Patterning of visible/infrared dual-band microstrip filter arrays for multispectral imaging application

• Published in: Journal of micromechanics and microengineering Vol. 19; no. 8; pp. 085004 - 085004 (8)
• Main Authors: Lai, Jian-Jun, Liang, Hua-Feng, Zhou, Zhi-Ping, Fang, Guo-Jia, Li, Li
• Format: Journal Article
• Language: English
• Published: Bristol IOP Publishing 01.08.2009; Institute of Physics
• Subjects: Applied sciences; Electronics; Exact sciences and technology; Instruments, apparatus, components and techniques common to several branches of physics and astronomy; Mechanical engineering. Machine design; Mechanical instruments, equipment and techniques; Microelectronic fabrication (materials and surfaces technology); Micromechanical devices and systems; Physics; Precision engineering, watch making; Semiconductor electronics. Microelectronics. Optoelectronics.
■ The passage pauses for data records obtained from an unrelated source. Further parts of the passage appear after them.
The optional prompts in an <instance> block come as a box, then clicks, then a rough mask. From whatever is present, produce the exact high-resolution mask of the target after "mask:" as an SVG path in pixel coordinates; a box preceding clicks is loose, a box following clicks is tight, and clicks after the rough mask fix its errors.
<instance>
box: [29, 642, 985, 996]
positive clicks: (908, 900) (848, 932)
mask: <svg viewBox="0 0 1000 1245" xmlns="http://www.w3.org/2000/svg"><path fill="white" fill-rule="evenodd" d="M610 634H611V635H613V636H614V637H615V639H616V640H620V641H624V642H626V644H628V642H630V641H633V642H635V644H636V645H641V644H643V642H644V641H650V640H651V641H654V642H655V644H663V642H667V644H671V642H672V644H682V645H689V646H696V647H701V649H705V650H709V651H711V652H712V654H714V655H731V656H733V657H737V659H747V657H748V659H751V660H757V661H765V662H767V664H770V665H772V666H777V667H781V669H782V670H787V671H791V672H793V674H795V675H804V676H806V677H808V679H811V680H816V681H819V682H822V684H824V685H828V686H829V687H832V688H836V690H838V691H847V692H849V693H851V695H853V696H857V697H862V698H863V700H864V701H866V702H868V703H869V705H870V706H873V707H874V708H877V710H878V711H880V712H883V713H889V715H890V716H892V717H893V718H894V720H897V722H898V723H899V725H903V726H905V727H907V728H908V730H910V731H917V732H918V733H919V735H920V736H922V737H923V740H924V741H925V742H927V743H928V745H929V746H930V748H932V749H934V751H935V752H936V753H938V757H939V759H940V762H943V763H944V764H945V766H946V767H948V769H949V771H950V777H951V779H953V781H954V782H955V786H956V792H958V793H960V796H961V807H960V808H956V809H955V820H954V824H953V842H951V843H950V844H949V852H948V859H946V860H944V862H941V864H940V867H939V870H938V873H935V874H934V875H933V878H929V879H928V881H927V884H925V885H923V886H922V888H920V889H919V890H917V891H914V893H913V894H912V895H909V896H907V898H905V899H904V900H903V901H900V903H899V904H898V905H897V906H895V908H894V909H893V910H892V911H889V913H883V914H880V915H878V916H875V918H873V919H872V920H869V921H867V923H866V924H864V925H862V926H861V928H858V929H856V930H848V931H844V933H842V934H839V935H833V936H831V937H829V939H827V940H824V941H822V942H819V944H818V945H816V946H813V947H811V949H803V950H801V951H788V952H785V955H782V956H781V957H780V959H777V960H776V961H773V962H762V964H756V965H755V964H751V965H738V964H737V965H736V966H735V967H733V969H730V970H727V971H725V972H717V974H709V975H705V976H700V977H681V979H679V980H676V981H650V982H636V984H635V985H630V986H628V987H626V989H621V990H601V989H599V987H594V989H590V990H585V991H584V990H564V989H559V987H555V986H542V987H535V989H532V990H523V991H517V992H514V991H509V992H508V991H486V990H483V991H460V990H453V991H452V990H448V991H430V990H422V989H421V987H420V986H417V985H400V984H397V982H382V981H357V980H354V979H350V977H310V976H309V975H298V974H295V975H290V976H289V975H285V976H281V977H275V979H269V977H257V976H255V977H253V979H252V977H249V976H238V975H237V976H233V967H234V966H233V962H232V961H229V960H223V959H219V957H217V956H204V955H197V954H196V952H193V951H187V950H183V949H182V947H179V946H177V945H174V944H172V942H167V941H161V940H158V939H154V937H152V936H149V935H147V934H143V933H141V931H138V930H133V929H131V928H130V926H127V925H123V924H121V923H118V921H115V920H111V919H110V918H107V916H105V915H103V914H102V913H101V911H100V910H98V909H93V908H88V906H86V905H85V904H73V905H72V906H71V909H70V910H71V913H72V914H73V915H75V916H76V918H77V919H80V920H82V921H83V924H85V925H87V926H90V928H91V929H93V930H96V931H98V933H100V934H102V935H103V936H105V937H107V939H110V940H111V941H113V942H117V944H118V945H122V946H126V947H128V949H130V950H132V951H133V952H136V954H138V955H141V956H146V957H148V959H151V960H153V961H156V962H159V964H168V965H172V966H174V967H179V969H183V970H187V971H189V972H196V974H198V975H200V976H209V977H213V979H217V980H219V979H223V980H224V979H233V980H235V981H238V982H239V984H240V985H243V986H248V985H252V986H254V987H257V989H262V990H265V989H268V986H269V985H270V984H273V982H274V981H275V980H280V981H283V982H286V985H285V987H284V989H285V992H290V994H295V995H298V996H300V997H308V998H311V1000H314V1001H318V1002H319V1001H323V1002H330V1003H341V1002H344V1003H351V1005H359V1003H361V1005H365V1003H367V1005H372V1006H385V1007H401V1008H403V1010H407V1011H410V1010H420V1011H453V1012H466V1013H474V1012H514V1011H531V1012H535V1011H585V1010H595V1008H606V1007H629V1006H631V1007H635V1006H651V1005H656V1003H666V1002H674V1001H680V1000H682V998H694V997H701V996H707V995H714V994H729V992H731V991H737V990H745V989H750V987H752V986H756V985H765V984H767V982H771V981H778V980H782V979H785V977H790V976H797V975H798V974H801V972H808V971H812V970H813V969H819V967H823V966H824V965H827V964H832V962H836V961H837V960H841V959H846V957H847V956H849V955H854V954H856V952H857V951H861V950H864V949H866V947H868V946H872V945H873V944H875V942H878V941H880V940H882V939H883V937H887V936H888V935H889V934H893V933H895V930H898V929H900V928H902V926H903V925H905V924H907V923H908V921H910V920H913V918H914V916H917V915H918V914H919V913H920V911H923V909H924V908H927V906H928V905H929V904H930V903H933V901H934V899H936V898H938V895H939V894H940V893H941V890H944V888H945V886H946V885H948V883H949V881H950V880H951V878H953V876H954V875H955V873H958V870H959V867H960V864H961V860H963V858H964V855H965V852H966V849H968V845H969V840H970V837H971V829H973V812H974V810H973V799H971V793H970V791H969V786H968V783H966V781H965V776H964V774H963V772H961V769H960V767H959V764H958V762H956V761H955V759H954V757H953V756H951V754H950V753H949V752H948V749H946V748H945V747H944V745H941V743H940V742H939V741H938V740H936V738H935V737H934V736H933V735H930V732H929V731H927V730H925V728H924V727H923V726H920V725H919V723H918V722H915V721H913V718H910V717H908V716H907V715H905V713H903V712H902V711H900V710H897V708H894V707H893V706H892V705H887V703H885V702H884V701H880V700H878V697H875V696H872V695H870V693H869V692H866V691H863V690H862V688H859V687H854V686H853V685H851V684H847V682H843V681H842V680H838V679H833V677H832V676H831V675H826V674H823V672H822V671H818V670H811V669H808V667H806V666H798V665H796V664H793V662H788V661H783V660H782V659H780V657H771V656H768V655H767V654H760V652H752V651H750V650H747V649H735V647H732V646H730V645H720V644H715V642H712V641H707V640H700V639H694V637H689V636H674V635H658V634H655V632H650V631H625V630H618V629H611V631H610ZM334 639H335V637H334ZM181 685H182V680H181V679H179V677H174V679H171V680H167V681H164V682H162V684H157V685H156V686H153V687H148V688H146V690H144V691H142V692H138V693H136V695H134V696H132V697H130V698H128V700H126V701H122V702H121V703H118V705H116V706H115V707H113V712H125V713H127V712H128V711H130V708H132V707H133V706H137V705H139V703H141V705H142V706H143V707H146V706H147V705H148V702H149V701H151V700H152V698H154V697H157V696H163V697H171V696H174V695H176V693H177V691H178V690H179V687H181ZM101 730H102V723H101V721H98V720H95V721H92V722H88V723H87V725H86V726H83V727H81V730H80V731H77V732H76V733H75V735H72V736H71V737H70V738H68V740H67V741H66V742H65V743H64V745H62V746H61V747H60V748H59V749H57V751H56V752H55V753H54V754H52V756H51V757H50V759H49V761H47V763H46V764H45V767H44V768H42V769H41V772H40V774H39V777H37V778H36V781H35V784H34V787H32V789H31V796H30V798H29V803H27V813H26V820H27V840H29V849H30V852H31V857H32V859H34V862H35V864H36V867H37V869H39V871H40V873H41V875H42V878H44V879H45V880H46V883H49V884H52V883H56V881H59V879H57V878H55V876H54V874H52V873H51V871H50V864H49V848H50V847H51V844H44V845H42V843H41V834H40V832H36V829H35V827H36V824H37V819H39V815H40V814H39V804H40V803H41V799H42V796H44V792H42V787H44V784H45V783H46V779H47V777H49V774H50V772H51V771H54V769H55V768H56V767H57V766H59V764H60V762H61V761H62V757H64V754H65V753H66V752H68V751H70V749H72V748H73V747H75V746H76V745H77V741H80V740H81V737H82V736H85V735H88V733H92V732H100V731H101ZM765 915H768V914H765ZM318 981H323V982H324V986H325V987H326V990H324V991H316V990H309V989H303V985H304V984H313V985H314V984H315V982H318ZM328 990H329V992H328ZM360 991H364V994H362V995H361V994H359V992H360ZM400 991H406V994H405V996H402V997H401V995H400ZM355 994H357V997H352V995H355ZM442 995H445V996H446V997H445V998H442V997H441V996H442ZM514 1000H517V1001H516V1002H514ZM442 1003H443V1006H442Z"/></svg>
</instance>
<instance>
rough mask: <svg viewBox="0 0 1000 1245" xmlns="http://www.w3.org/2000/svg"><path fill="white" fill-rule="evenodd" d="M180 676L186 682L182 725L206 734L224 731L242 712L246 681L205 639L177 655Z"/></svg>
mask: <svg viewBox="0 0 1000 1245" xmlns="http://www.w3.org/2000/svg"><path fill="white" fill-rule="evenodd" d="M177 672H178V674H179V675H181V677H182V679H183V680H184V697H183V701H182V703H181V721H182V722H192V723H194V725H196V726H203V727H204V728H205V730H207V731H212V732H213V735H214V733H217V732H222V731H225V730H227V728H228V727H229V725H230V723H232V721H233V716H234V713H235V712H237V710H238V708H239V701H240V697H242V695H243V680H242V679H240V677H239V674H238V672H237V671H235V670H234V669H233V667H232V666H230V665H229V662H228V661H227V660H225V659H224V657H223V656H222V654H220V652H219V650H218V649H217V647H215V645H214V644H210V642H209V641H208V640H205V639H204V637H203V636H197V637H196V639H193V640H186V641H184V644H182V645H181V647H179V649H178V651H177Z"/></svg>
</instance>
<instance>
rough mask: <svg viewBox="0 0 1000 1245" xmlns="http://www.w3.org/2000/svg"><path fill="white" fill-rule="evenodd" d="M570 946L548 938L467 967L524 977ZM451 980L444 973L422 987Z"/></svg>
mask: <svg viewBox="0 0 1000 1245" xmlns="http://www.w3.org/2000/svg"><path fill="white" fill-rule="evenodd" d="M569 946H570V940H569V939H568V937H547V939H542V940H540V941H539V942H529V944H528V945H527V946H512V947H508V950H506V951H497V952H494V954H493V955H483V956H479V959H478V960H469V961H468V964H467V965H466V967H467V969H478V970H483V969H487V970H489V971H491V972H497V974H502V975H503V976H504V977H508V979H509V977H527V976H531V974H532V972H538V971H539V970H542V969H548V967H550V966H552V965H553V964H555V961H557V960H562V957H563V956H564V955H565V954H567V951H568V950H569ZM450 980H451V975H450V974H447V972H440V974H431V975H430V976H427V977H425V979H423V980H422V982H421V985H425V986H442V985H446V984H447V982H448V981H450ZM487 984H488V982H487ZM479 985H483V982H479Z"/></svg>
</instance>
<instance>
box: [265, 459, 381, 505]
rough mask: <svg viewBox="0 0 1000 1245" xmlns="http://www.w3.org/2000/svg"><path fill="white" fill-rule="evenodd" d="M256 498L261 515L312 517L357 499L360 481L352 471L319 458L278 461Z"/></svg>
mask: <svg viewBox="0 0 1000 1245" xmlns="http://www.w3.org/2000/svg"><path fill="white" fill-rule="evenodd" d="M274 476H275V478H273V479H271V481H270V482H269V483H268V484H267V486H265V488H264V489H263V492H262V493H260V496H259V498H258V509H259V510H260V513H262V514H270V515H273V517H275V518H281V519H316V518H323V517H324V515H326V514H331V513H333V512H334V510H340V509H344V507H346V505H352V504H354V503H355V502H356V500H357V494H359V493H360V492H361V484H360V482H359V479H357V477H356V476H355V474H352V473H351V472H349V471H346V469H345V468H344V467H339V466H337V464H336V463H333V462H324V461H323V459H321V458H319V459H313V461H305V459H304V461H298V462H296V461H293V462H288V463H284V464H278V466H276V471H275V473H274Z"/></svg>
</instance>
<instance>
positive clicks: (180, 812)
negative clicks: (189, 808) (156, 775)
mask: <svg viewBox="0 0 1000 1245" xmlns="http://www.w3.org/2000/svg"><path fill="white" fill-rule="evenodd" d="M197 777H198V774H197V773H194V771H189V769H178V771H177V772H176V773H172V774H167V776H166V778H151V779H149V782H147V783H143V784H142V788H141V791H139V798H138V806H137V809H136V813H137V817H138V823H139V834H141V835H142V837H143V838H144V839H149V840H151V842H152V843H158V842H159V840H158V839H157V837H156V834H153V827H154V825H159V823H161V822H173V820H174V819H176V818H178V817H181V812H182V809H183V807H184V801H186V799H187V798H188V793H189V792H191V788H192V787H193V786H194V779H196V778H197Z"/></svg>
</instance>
Solid state devices; Infrared thermography; Patterning; Thick film device; Ion beam sputtering; Measurement sensor; Thermomechanical properties; High temperature; Optical measurement; Lift off; Sapphire; Germanium; Zinc oxide; Passband; Double layers; Bilayers
• ISSN: 0960-1317; 1361-6439
• DOI: 10.1088/0960-1317/19/8/085004

Visible/infrared dual-band microstrip filter arrays have been developed to be integrated with 512 X 512 PtSi CCD imaging sensor chips for multispectral imaging when it operates in the front-illumination mode. A high visible transmittance and high infrared reflectance ZAO (ZnO:Al) based coating for visible passband and an interference absorbing filter film for a mid-infrared passband have been designed and deposited on sapphire substrates. An effective double-layer lift-off technique that is compatible with high temperature deposition has been developed to create thick microstrip infrared film. The infrared passband film using germanium and yttrium fluoride as high and low refractive indices materials have been deposited by ion-beam-assisted electron beam evaporation. Tested optical performance results reveal that the visible and near-infrared transmittance of the infrared passband film is very low, which makes it ideal for mid-infrared imaging. Environmental durability testing shows that the microstrip arrays have good mechanical and thermal performances for practical applications.